Has the negative reaction chastened the persons behind the resolution?

Of course not.

In fact, John Fleming, the GOP delegate who wrote the resolution, ended up
making an already bad situation even worse. According to Ms. Nappi, he
said that he thought his suggested abolition of tribal governments could be
done peacefully, but if not, "then the U.S. Army and the Air Force and the
Marines and the National Guard are going to have to battle back."

Way to go, John! Give 'em a whiff of grapeshot!

Alas for Mr. Fleming and the Washington State Republican Party, there's
this little matter of law that needs to be addressed before or anyone else
can make like Reinhard Heydrich against Washington State's Native
American community. As Ms. Nappi goes on to note:

Tribes in the United States have always governed their own territory and
their own affairs. The status of tribes as self-governing nations has been
upheld by treaties, case law and the Constitution, according to a reporter's
guide to Native American issues titled "100 Questions, 500 Nations."
And legal scholars explain that "tribes are inherently sovereign, meaning
they do not trace their existence to the United States."
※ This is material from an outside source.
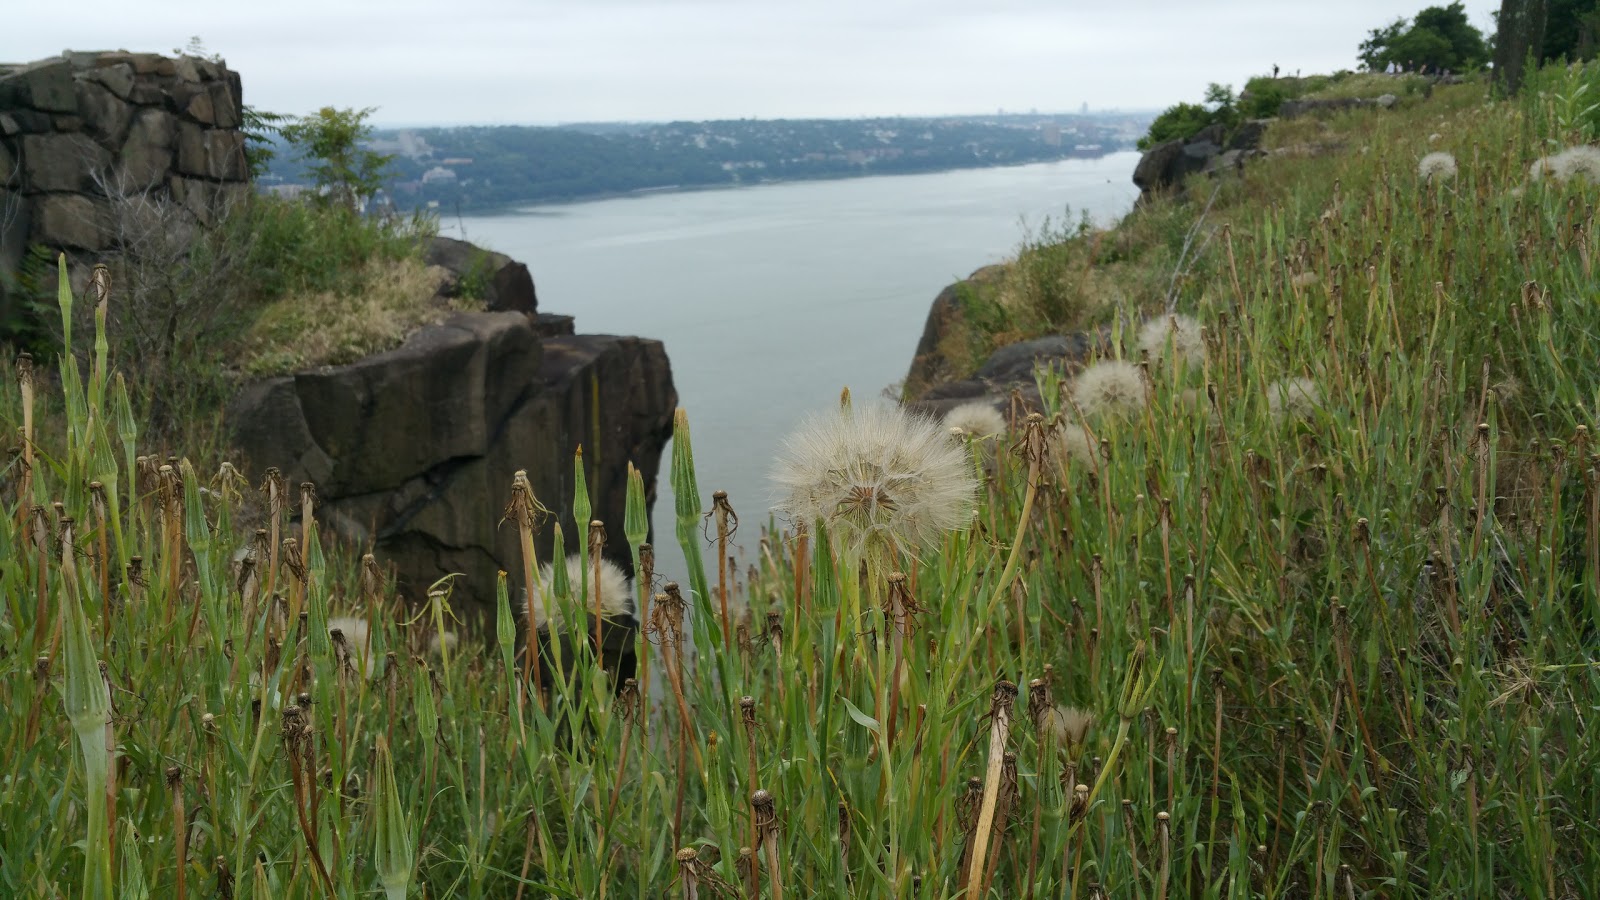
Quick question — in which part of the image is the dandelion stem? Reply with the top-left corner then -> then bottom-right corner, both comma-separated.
967,681 -> 1017,894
Funny how the self-styled "rule of law" crowd comprising the Washington
State GOP didn't catch this when they were drafting up all those feel-good,
red-meat, kick-the-downtrodden resolutions on June 17.

Item Two:

Speaking of resolutions and party platforms, if anyone needs to know why
the "compassionate" George W. Bush is avoiding contact with both the
Texas and the national GOP Congresses, just get a look at the Texas GOP
party platform, available for download here.

Limited Federal Powers - The Party urges the re-establishment of states'
rights guaranteed by the Tenth Amendment to the U.S. Constitution, which
reserves for the states powers not specifically delegated to the federal
government. We further support the abolition of federal agencies involved
in activities not constitutionally delegated to the federal government.
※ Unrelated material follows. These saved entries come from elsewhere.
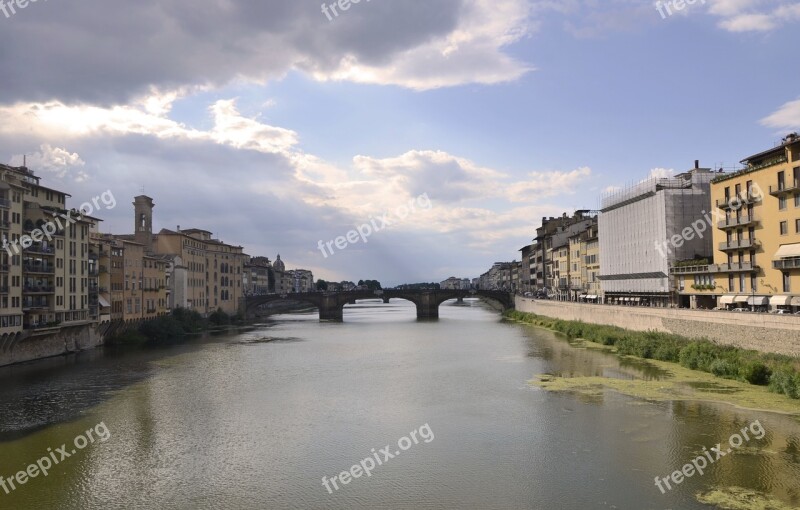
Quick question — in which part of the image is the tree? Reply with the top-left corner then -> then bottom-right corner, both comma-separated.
316,280 -> 329,291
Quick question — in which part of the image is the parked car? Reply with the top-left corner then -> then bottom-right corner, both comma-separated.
773,309 -> 792,315
732,308 -> 749,312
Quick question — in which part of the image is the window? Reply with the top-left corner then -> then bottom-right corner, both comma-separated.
751,275 -> 757,292
739,274 -> 746,292
780,221 -> 789,235
778,171 -> 786,190
784,272 -> 791,293
779,196 -> 787,210
796,219 -> 800,234
728,275 -> 734,291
In other words: Abolish all Federal agencies outside of those that
shoot things at people.

Judicial Restraint - The Party further adopts the principle of judicial restraint,
which requires that judges interpret and apply rather than make the law. We
encourage the support of judges who adopt this philosophy since our
government is one of law, not of men.

I guess that means that Royce Lamberth and Antonin Scalia are soon to
be unemployed...

Oops! I forgot: this only applies to DEMOCRATS who try to "make" the law.
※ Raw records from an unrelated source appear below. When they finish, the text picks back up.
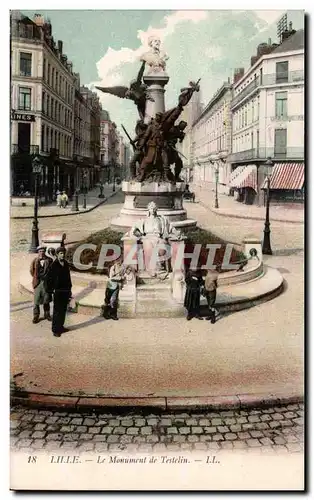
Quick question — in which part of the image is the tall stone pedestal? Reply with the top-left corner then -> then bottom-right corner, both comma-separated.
143,73 -> 169,123
110,181 -> 197,232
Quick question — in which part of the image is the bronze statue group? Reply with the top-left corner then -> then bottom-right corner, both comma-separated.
96,61 -> 200,183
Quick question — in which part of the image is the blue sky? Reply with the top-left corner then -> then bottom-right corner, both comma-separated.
23,9 -> 304,138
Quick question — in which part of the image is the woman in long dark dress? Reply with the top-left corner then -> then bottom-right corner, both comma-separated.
184,269 -> 204,320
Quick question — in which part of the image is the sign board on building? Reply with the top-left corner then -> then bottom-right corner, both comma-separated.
11,112 -> 35,122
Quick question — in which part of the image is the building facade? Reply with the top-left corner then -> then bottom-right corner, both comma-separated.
10,11 -> 101,201
187,81 -> 232,195
10,11 -> 76,199
99,111 -> 119,183
229,26 -> 304,204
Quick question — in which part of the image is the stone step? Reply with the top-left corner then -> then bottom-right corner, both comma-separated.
19,265 -> 283,319
137,284 -> 171,291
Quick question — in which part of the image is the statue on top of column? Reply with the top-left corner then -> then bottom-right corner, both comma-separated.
140,35 -> 169,75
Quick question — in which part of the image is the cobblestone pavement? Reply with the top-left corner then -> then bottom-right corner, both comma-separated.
10,403 -> 304,454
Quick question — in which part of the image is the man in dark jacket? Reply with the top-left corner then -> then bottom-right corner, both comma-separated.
29,245 -> 52,324
46,247 -> 72,337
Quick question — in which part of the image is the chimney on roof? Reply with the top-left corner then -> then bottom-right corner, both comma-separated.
33,13 -> 45,26
281,21 -> 296,42
44,19 -> 52,36
251,55 -> 258,66
233,67 -> 244,84
57,40 -> 63,54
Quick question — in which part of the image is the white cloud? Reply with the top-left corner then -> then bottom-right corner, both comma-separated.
89,10 -> 208,124
137,10 -> 208,46
255,10 -> 285,26
91,10 -> 208,89
204,46 -> 222,59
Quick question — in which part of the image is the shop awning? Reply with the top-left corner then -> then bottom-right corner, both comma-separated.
229,164 -> 258,192
261,163 -> 304,190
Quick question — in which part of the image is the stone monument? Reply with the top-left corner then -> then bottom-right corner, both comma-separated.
96,35 -> 200,231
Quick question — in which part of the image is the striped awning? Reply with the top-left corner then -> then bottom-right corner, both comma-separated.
261,163 -> 304,190
229,164 -> 258,192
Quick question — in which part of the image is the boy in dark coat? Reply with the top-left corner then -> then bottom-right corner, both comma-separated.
46,247 -> 72,337
184,269 -> 204,321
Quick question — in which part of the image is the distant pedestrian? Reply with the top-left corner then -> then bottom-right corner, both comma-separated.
203,265 -> 220,324
61,191 -> 68,208
29,245 -> 52,324
56,191 -> 62,208
184,268 -> 204,321
100,258 -> 125,320
46,247 -> 72,337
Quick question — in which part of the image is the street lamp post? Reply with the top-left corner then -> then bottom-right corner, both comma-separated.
29,156 -> 42,253
262,157 -> 274,255
214,165 -> 219,209
112,162 -> 116,192
83,187 -> 87,209
71,188 -> 79,211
District of Columbia - The Party strongly opposes all efforts to make the
District of Columbia the fifty-first state in the United States of America.
We don't need another state where the majority of voters are black and Democratic!

Census - The Party strongly supports the constitutional method of actually
counting each citizen and urges the Governor and elected officials to resist
taking a census by any other method than that called for in the U.S. Constitution.

Because we know perfectly well that if scientific methods were used to
count the American people, there'd be a lot more black and Democratic
Congressional districts than there are now.

Elimination of Executive Orders - The Party demands the elimination of
presidential authority to issue executive orders and other administrative
mandates that do not have congressional approval. Further, that there
be a repeal of all previous executive orders and administrative mandates.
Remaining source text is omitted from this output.